Notes From The Flip Side: 10.16.2005
"If we listened to our intellect, we'd never have a love affair. We'd never have a friendship. We'd never go into business, because we'd be cynical. Well, that's nonsense. You've got to jump off cliffs all the time and build your wings on the way down."
Three months of no updates and what do I have to show for it? Sure, I have excuses - work got crazy, I was still recovering from surgery, I signed up for a prep class in Champaign that had me commuting two hours per day to sit in a classroom for four after another eight of sitting in the office. I simply didn't have a lot of time to update ... and, honestly, I didn't have much to say.
I've been stunned, more or less.
I've been stunned by hurricanes and the cost of gas (although I've known for a couple of decades that gas in America has artificially low prices). I've been stunned by governmental incompetence and greed. I've been stunned by blamestorming and denial. I have been stunned by the events of the summer.

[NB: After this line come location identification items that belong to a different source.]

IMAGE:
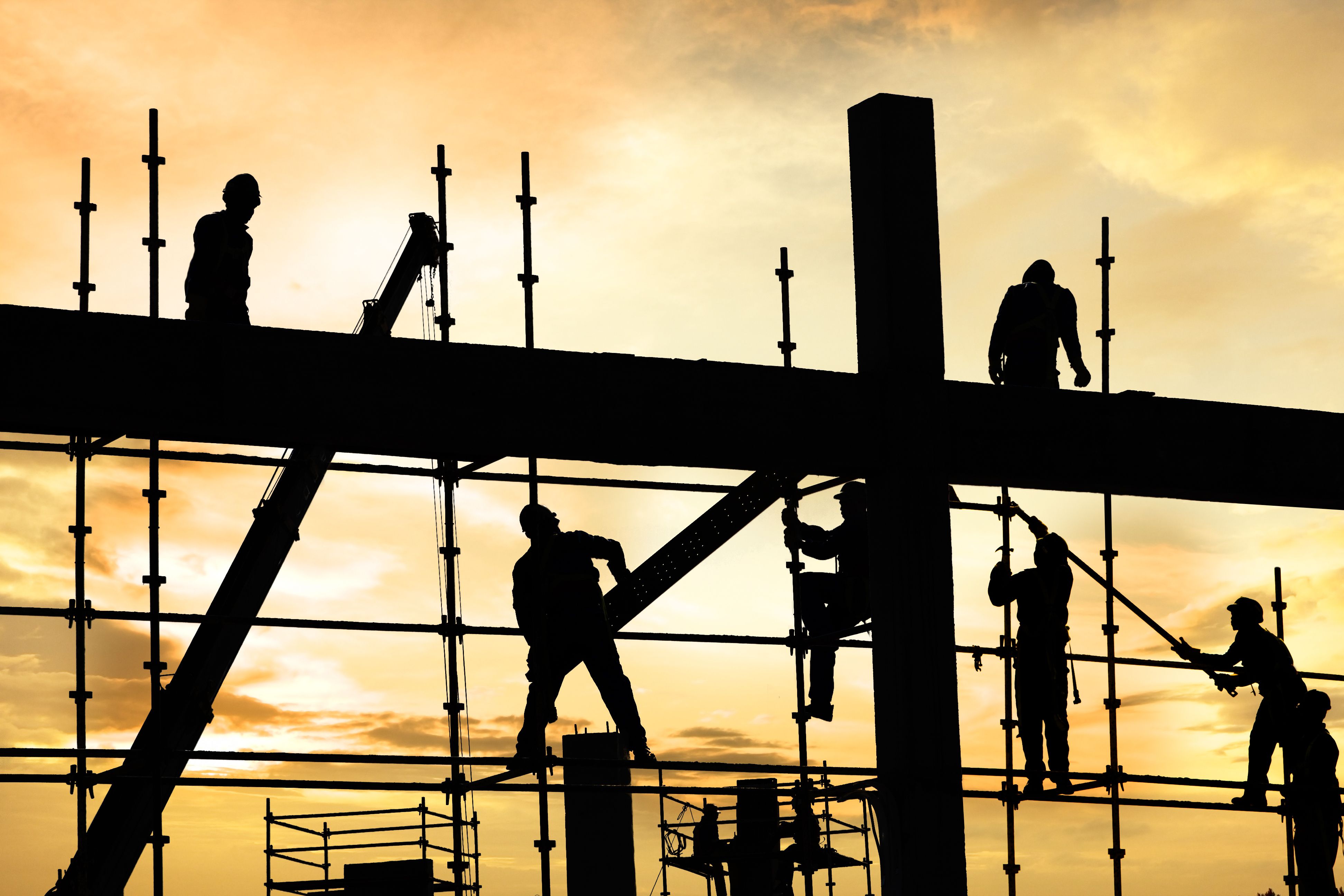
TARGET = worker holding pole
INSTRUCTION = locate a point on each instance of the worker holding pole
(562, 614)
(1314, 799)
(1267, 661)
(832, 602)
(1034, 319)
(1042, 682)
(217, 280)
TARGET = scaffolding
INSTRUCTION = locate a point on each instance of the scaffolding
(814, 782)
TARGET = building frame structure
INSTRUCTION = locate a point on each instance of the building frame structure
(917, 440)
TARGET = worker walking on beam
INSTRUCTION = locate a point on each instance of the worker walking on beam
(832, 602)
(1267, 661)
(1042, 683)
(1034, 319)
(562, 614)
(217, 280)
(1314, 799)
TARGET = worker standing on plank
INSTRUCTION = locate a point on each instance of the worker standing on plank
(1042, 683)
(1314, 799)
(832, 601)
(562, 614)
(217, 280)
(1265, 661)
(1034, 319)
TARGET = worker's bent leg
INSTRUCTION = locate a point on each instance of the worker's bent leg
(604, 665)
(819, 594)
(1057, 720)
(1032, 718)
(1260, 753)
(546, 680)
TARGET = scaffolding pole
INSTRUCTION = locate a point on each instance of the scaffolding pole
(795, 567)
(1109, 554)
(154, 494)
(526, 200)
(1006, 643)
(449, 551)
(1291, 878)
(78, 616)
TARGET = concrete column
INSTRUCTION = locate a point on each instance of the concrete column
(898, 297)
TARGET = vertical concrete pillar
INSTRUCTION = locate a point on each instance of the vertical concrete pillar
(898, 295)
(599, 828)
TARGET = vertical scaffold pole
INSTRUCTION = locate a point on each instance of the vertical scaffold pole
(1291, 878)
(526, 200)
(448, 480)
(80, 606)
(154, 494)
(1006, 643)
(545, 844)
(795, 567)
(1109, 555)
(784, 274)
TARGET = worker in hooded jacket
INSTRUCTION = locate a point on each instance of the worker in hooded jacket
(562, 614)
(1034, 319)
(1042, 683)
(218, 280)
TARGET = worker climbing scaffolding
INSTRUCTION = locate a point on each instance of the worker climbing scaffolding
(832, 602)
(1042, 683)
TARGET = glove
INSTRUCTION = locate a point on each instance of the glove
(1185, 651)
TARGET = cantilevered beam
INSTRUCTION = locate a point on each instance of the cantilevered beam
(267, 386)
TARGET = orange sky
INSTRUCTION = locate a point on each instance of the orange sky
(675, 148)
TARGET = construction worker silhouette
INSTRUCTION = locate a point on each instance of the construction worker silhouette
(561, 612)
(1314, 799)
(1265, 661)
(217, 280)
(1034, 319)
(832, 601)
(1042, 684)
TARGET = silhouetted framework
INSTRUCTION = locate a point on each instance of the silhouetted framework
(334, 393)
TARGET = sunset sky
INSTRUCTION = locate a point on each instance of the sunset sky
(675, 148)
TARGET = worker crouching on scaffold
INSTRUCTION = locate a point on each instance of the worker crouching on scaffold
(831, 602)
(1042, 683)
(1265, 661)
(562, 614)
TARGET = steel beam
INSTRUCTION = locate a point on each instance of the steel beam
(898, 295)
(286, 389)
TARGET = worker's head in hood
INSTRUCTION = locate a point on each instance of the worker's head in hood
(242, 195)
(1041, 272)
(1247, 613)
(1052, 550)
(538, 520)
(854, 500)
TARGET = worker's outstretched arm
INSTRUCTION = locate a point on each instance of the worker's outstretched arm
(1066, 319)
(996, 344)
(1000, 585)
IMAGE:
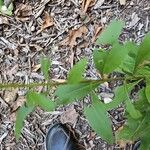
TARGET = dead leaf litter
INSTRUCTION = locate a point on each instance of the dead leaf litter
(65, 32)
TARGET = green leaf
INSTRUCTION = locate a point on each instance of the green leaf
(45, 65)
(128, 64)
(5, 10)
(145, 144)
(111, 34)
(120, 96)
(98, 119)
(68, 93)
(1, 3)
(75, 74)
(147, 90)
(126, 134)
(99, 57)
(134, 113)
(20, 117)
(145, 71)
(36, 99)
(142, 103)
(144, 51)
(115, 57)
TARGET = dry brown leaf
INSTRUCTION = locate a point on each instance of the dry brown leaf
(97, 31)
(23, 11)
(73, 35)
(69, 116)
(36, 68)
(3, 20)
(86, 4)
(122, 2)
(10, 95)
(48, 21)
(19, 102)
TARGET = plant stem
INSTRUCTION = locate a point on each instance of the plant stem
(53, 84)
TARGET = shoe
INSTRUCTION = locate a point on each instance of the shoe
(136, 146)
(61, 138)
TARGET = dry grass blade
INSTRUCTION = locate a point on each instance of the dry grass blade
(73, 35)
(86, 4)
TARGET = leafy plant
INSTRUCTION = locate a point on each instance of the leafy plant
(4, 9)
(129, 59)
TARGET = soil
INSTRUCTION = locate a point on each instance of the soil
(23, 40)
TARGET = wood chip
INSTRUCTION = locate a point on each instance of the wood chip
(97, 31)
(73, 35)
(69, 116)
(122, 2)
(23, 12)
(48, 21)
(86, 4)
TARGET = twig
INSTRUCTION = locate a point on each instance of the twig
(53, 84)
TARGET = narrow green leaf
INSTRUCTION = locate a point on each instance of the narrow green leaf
(36, 99)
(68, 93)
(99, 57)
(120, 96)
(20, 117)
(1, 3)
(147, 90)
(45, 65)
(145, 144)
(115, 57)
(132, 110)
(134, 113)
(98, 119)
(141, 102)
(126, 134)
(128, 64)
(75, 74)
(111, 33)
(144, 51)
(145, 71)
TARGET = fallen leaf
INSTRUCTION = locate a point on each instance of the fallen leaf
(122, 2)
(10, 95)
(69, 116)
(73, 35)
(134, 20)
(97, 31)
(86, 4)
(19, 102)
(3, 20)
(98, 4)
(23, 12)
(36, 67)
(48, 21)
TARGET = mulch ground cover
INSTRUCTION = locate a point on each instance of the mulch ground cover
(64, 31)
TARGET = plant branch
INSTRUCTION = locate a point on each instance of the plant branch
(53, 84)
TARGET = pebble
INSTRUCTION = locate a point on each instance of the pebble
(32, 28)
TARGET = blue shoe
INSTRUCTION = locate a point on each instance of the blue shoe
(60, 138)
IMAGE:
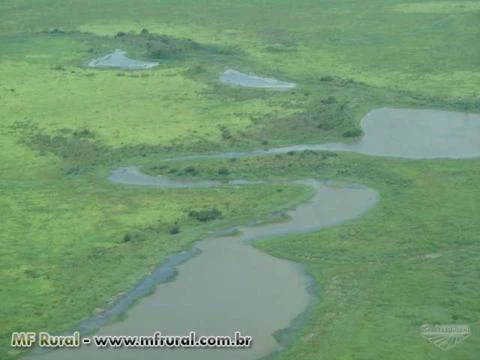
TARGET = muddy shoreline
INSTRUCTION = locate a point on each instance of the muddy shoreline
(290, 280)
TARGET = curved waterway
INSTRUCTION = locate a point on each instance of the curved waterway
(401, 133)
(228, 285)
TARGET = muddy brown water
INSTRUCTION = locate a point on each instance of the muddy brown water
(401, 133)
(229, 285)
(237, 78)
(118, 59)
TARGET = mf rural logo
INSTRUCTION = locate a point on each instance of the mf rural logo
(446, 337)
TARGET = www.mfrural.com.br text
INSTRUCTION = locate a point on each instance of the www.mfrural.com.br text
(156, 340)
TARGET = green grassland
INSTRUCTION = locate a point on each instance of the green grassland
(71, 241)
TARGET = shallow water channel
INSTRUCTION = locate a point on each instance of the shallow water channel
(229, 285)
(401, 133)
(226, 285)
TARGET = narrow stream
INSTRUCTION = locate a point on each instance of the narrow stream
(229, 286)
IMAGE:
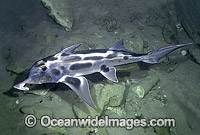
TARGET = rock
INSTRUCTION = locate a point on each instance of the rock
(5, 52)
(169, 33)
(135, 44)
(195, 53)
(36, 110)
(61, 12)
(188, 12)
(171, 67)
(144, 86)
(107, 23)
(109, 95)
(16, 68)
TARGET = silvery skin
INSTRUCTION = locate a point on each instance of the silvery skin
(70, 66)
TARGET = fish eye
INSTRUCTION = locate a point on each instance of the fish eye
(44, 68)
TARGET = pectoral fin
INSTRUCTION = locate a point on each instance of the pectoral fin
(80, 86)
(109, 73)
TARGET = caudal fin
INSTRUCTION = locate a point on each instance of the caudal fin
(155, 56)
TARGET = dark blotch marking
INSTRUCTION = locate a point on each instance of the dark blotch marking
(110, 56)
(50, 58)
(125, 57)
(55, 71)
(38, 64)
(93, 58)
(44, 68)
(63, 68)
(73, 81)
(72, 58)
(104, 68)
(91, 51)
(64, 54)
(80, 66)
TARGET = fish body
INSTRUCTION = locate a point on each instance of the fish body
(70, 66)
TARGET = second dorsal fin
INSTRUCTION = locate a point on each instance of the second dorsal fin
(118, 46)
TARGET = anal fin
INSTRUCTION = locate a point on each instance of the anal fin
(109, 73)
(80, 86)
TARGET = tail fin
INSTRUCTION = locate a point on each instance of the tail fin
(155, 56)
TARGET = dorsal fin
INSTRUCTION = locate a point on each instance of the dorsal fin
(118, 46)
(68, 50)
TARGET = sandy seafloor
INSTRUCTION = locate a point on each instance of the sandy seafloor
(30, 34)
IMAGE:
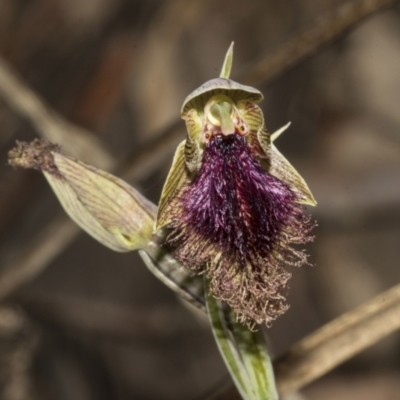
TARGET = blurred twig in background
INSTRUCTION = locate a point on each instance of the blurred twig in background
(333, 344)
(95, 319)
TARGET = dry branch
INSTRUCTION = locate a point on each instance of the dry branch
(76, 141)
(327, 29)
(334, 343)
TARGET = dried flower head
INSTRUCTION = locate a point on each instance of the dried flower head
(232, 204)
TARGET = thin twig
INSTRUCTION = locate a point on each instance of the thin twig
(76, 141)
(327, 29)
(334, 343)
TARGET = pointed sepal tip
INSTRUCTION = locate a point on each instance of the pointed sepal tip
(227, 65)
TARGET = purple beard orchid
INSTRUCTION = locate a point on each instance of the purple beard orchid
(232, 205)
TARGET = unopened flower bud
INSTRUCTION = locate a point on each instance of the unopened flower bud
(106, 207)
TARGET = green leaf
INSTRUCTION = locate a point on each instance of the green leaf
(244, 352)
(166, 268)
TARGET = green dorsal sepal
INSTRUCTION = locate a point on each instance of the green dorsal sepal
(227, 66)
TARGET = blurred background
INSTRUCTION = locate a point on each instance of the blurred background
(79, 322)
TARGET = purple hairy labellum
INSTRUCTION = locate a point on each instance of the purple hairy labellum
(232, 205)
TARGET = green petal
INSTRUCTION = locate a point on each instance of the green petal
(177, 177)
(192, 145)
(252, 114)
(227, 66)
(244, 352)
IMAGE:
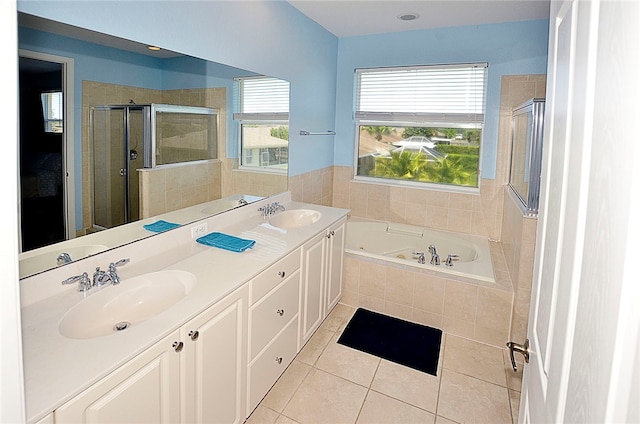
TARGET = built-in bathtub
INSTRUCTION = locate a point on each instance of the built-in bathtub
(401, 244)
(472, 299)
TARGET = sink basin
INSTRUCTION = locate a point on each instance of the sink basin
(295, 218)
(115, 308)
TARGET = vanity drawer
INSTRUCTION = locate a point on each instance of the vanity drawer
(274, 275)
(267, 368)
(269, 316)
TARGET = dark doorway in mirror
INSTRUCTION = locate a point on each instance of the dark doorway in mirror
(42, 218)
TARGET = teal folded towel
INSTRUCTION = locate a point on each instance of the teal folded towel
(227, 242)
(160, 226)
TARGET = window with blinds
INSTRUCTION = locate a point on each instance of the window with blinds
(420, 125)
(262, 105)
(52, 110)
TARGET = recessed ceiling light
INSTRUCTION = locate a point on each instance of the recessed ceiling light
(408, 16)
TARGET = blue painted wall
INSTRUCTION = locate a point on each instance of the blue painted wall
(510, 49)
(273, 38)
(267, 37)
(113, 66)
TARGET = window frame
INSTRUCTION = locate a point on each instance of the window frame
(48, 122)
(259, 117)
(253, 168)
(423, 120)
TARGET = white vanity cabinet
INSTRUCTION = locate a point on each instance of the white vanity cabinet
(196, 374)
(145, 389)
(214, 362)
(322, 261)
(273, 325)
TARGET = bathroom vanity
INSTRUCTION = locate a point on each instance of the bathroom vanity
(213, 354)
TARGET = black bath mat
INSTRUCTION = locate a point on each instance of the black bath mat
(403, 342)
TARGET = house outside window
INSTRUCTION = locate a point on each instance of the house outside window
(420, 126)
(263, 118)
(52, 111)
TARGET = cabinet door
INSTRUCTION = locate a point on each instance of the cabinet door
(215, 362)
(312, 310)
(335, 258)
(144, 390)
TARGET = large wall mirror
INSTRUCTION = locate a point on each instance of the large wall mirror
(69, 79)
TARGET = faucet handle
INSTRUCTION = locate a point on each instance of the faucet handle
(449, 261)
(121, 262)
(63, 258)
(85, 282)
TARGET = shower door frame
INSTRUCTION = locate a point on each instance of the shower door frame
(146, 134)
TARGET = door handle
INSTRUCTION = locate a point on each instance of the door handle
(522, 349)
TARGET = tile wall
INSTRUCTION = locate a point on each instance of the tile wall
(161, 190)
(465, 308)
(489, 213)
(518, 234)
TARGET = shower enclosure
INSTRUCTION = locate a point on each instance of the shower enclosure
(527, 126)
(131, 137)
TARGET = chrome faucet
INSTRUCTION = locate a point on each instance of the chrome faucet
(269, 209)
(63, 258)
(100, 278)
(85, 282)
(449, 261)
(435, 258)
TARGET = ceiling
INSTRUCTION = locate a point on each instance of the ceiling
(347, 18)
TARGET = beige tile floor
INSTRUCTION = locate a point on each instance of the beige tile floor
(330, 383)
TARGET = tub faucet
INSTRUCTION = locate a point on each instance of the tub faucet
(449, 261)
(435, 258)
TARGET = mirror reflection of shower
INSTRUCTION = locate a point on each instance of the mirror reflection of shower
(125, 138)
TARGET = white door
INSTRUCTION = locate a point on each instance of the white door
(582, 317)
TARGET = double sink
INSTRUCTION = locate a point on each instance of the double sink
(115, 308)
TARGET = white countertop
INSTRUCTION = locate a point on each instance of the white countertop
(58, 368)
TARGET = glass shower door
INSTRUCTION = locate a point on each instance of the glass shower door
(109, 170)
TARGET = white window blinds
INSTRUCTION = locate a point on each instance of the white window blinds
(449, 93)
(263, 98)
(52, 110)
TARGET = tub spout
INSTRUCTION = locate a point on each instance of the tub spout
(435, 258)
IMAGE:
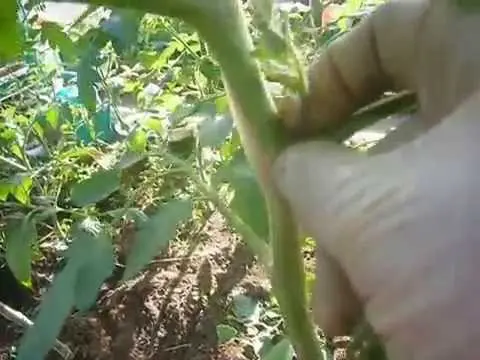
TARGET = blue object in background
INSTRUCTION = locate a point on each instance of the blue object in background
(102, 128)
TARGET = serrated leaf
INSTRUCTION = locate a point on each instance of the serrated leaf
(130, 214)
(21, 185)
(96, 188)
(137, 142)
(213, 131)
(52, 116)
(155, 234)
(122, 27)
(225, 333)
(87, 76)
(245, 308)
(5, 188)
(248, 201)
(57, 38)
(55, 307)
(11, 39)
(281, 351)
(19, 240)
(95, 255)
(209, 69)
(263, 10)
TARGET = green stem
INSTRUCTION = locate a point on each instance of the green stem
(222, 23)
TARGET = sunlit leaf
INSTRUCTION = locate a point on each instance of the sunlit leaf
(19, 239)
(5, 188)
(95, 255)
(21, 187)
(87, 77)
(155, 234)
(248, 201)
(137, 142)
(52, 116)
(122, 27)
(245, 308)
(55, 307)
(11, 39)
(213, 131)
(209, 69)
(57, 38)
(281, 351)
(130, 214)
(96, 188)
(225, 333)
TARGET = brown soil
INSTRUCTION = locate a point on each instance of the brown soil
(171, 310)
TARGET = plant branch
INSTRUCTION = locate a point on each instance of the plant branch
(24, 322)
(223, 25)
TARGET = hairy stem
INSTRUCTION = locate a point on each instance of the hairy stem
(223, 25)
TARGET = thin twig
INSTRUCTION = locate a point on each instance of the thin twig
(24, 322)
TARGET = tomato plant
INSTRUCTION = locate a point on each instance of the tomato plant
(78, 161)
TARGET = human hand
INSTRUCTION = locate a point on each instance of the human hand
(397, 233)
(424, 46)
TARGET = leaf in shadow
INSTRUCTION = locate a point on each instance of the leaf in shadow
(155, 234)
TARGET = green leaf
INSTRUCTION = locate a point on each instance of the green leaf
(122, 27)
(5, 188)
(55, 307)
(137, 142)
(213, 131)
(263, 10)
(130, 214)
(281, 351)
(155, 234)
(225, 333)
(95, 255)
(87, 76)
(21, 187)
(57, 38)
(53, 116)
(11, 39)
(248, 201)
(245, 308)
(96, 188)
(19, 240)
(209, 69)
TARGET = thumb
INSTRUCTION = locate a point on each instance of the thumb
(307, 175)
(311, 176)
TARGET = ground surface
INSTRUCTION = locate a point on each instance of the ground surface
(171, 310)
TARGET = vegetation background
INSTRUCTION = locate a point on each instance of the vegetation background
(121, 175)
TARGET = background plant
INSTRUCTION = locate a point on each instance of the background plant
(139, 129)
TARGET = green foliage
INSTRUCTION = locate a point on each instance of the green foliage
(96, 188)
(11, 39)
(281, 351)
(225, 333)
(160, 166)
(57, 38)
(155, 233)
(20, 238)
(89, 263)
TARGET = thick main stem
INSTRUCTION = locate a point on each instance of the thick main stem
(223, 25)
(254, 114)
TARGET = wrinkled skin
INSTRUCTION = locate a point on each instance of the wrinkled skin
(398, 233)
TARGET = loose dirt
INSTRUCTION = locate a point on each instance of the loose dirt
(170, 311)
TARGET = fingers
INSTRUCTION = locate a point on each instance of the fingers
(307, 181)
(378, 55)
(336, 306)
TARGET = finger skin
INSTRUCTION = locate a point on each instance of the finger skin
(404, 227)
(336, 306)
(378, 55)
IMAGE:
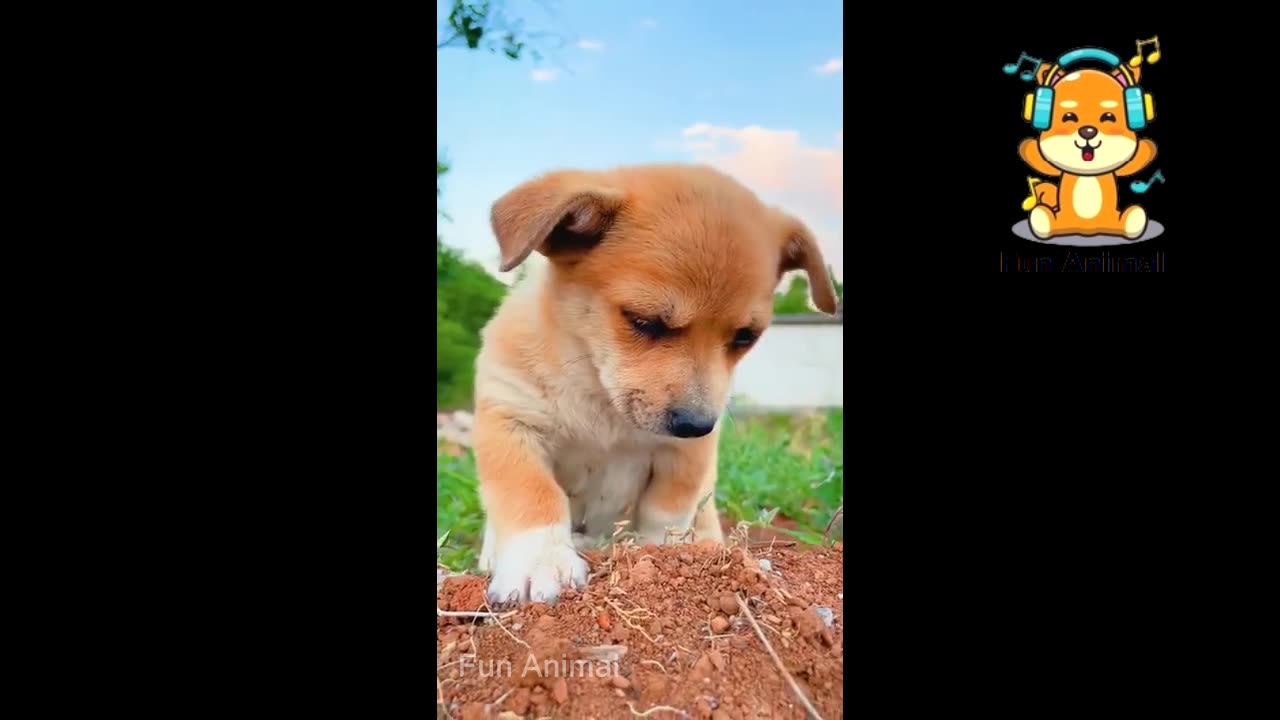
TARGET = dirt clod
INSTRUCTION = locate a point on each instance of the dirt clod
(638, 637)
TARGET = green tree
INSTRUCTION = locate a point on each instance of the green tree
(795, 299)
(466, 296)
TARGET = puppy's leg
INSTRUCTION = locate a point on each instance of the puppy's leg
(529, 543)
(682, 475)
(1046, 194)
(1133, 222)
(1042, 219)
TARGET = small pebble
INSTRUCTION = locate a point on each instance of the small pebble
(828, 618)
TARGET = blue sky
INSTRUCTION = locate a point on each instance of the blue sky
(752, 87)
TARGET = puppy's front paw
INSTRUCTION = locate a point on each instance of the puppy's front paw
(535, 565)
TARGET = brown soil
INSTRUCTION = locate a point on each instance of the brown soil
(656, 627)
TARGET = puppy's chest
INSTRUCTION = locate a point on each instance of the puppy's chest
(602, 482)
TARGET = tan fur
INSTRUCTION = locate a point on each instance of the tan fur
(571, 400)
(1086, 199)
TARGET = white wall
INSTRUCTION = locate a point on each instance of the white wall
(794, 367)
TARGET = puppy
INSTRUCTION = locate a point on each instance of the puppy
(1089, 145)
(600, 378)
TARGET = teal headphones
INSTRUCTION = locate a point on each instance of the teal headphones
(1038, 106)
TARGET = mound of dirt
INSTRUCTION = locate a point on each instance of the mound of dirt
(658, 632)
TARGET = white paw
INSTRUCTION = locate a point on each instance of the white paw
(1041, 220)
(535, 565)
(1136, 223)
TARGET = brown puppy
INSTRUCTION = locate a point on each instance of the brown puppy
(602, 378)
(1088, 145)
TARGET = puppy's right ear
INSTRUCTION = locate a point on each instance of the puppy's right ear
(560, 214)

And, in the words of an old American Steel song, "I'm ashamed that you're not more angry."
After all, the person or people who gave up Valerie Plame seem to be coming closer to a reckoning ... and the message about what would happen to someone who leaked that information is changing. Several hundred people died needlessly in New Orleans and, while international governments offered aid, we - as a country - couldn't get our shit together enough to accept the help.
Is there really any point in doing a post-mortem on the past few months? I still can't look at the AP wire without seeing opinion articles boiling over with vitriol, pointing fingers at the left and the right, blaming anyone and everyone for everything without taking responsibility for anything, no matter how small. Jesus Christ, this country is incredibly fucked up right now and no one seems able to get along. Everyone is in a hurry, anyone who thinks differently is automatically wrong - our national dialogue is nothing more than a collection of talking head soundbites on CNN.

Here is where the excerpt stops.